The biggest reason Celadon's earnings per share at Sept. 30 fell to 11 cents, from 30 cents a year earlier, "is
directly related to not having enough customer freight to put on our trucks," Russell told analysts.
Investment firm Stifel Nicolaus & Co. notes that rising energy prices, slowing manufacturing growth and subprime mortgage
lending problems that have slowed consumer spending and brought tighter credit standards are to blame for the trucking industry
slump.
"The short-term outlook remains bleak for trucking," said the investment firm, which sees the industry bottoming
out during the first half of 2008.
On the bright side, the recent cut in the federal funds rate "should begin to gain traction and the trucking stocks
should begin, at least in theory, to move notably higher."
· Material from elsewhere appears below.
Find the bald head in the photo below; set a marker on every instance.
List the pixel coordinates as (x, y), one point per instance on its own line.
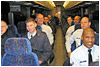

Often, transport stocks are on the front end of any pickup or slowdown, said George Farra, of Indianapolis investment firm
Woodley Farra Manion Portfolio Management. The transport sector's being down "is probably reflecting investors'
belief that we've seen a peak in activity, for now" in the economy, Farra said.
Low-margin freight
While Celadon's revenue for the quarter ended Sept. 30 climbed to $133.8 million from $127.7 million a year ago, profit
dropped to $2.5 million from $7.1 million.
Revenue is higher, but margins have tanked. With less business from existing customers, Celadon has been taking on a "substantial
increase" in low-margin broker freight for logistics companies, such as Minnesota-based C.H. Robinson. Celadon collects
as much as 40 cents a mile less from this freight.
A nearly 4-percent decline in the use of its trucks drove earnings per share down 4 cents, the company said. As Celadon's
trucks ran farther to find more loads, they also ran into more "dead-heading," or operating without cargo.
Celadon can't assess fuel surcharges on empty trailers, so it incurred higher fuel costs. Higher taxes and a rise in
the value of the Canadian dollar also shaved earnings for the quarter.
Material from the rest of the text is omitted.